金翅鳥院のブログ

天台寺門宗非法人の祈祷寺院です。

准胝仏母

今回のお浴油は重病の人が多い。
悪くすると命の危険が・・・・
そうなると当然延命の御真言を多く唱えることになります。
そういう時には天台方では普賢延命を憶念するのが多いですが私は准胝仏母の方が多い。
お浴油だから聖天さんの真言以外称えないというというやりかたではないのです。良いと思われる真言は何でも入れ込む。これは私の師匠伝来のやり方。白戸流です。
どういうわけか私にとっては准胝様は拝みやすい。脇侍の難陀、跋難陀という二竜王も好きです。
真言宗では主に観音として知られ六観音にも入っていますが、真言でも廣澤方や天台方では仏母部に入れます。
観音部に准胝を入れない理由とは額上に化仏が載っていない。
一方観音部に入れる理由は讃の中にアバロキティ・シュバラという観音を表わす名詞が入っていることです。
マア、どっちでもいいと思うのですが私は天台の流儀でやはり仏母部として拝みます。
余り准胝法まではしないけど、修すると布字観では微妙なパステルカラーの月輪が色々出てきて楽しいですね。

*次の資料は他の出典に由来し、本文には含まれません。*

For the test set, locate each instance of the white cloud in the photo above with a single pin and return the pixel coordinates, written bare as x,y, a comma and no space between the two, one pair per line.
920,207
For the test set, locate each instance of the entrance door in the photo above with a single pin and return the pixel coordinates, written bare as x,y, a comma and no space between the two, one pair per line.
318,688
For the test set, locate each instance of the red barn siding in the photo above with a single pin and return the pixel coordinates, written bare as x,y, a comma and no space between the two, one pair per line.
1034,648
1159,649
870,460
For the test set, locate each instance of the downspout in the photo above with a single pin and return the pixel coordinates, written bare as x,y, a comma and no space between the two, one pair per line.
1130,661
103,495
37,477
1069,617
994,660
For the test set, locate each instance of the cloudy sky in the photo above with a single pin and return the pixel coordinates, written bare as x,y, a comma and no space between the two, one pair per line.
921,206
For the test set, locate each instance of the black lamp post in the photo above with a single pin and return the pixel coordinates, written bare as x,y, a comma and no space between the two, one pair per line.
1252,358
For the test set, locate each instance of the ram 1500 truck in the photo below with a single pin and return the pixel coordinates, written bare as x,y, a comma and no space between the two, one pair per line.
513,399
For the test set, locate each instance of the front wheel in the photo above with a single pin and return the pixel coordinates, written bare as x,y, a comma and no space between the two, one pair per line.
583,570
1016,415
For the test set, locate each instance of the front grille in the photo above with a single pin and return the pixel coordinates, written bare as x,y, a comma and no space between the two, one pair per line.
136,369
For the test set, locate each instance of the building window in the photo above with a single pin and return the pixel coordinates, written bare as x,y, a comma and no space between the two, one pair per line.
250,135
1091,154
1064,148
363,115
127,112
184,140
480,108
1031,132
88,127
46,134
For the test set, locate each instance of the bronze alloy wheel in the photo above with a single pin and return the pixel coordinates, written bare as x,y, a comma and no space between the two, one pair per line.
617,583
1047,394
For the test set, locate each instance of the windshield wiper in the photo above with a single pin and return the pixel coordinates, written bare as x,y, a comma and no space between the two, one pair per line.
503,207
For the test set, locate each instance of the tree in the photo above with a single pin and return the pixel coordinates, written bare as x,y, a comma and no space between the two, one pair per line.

それやるととっても安らぎます。ああ、准胝様ってこんな感じなんだと思う。
信者さんの中には准胝様を祀っている方もいます。
遠了凡の功過格のなかでもこの仏母が出てきますね。
占いの予言通りの人生を送っていた中国のお役人が、ある禅師の導きで准胝の陀羅尼と善悪を記す功過格を教えられ、その後はさらに予言された寿命をも越して豊かに暮らしたという話。
この話は占いの単なる否定ではありません。准胝の陀羅尼を知るまでは占い通りだったわけです。
この話の前提を占いなんて迷信でダメだという話だと思っている人は一知半解ですね。
そうではなく陀羅尼は運命を変える力があるということですね。
大事なのは彼は功過格によって自分の行動を採点修正した点です。
この二つが無いと運命は変えられないでしょう。
だから真言を何万遍称えても行動が変わらないと人生も変わらないわけですね。
真言は行動の軌道修正の代用ではありません。
まちがったことや良からぬことをしながら、それを改めないで真言を唱えて帳消しにしようとしても絶対良くはならないこと必定です。
仮にこういう状態でそのまま一時的に良くなってしまうと改めないからかえって災いです。
あやまった聖天信仰の毘那夜迦信仰なんかは、そういうことしか考えませんからね。その類です。
ひたすら、すがりつくような、拝み倒すような、熱心で猛烈なお参りとお供物や御金の限りを使って財施の供養することのみに終始する。でも言動の反省はしない。
それで験があったと勘違いして結局は地獄行きになります。
それこそ迷信の極みです。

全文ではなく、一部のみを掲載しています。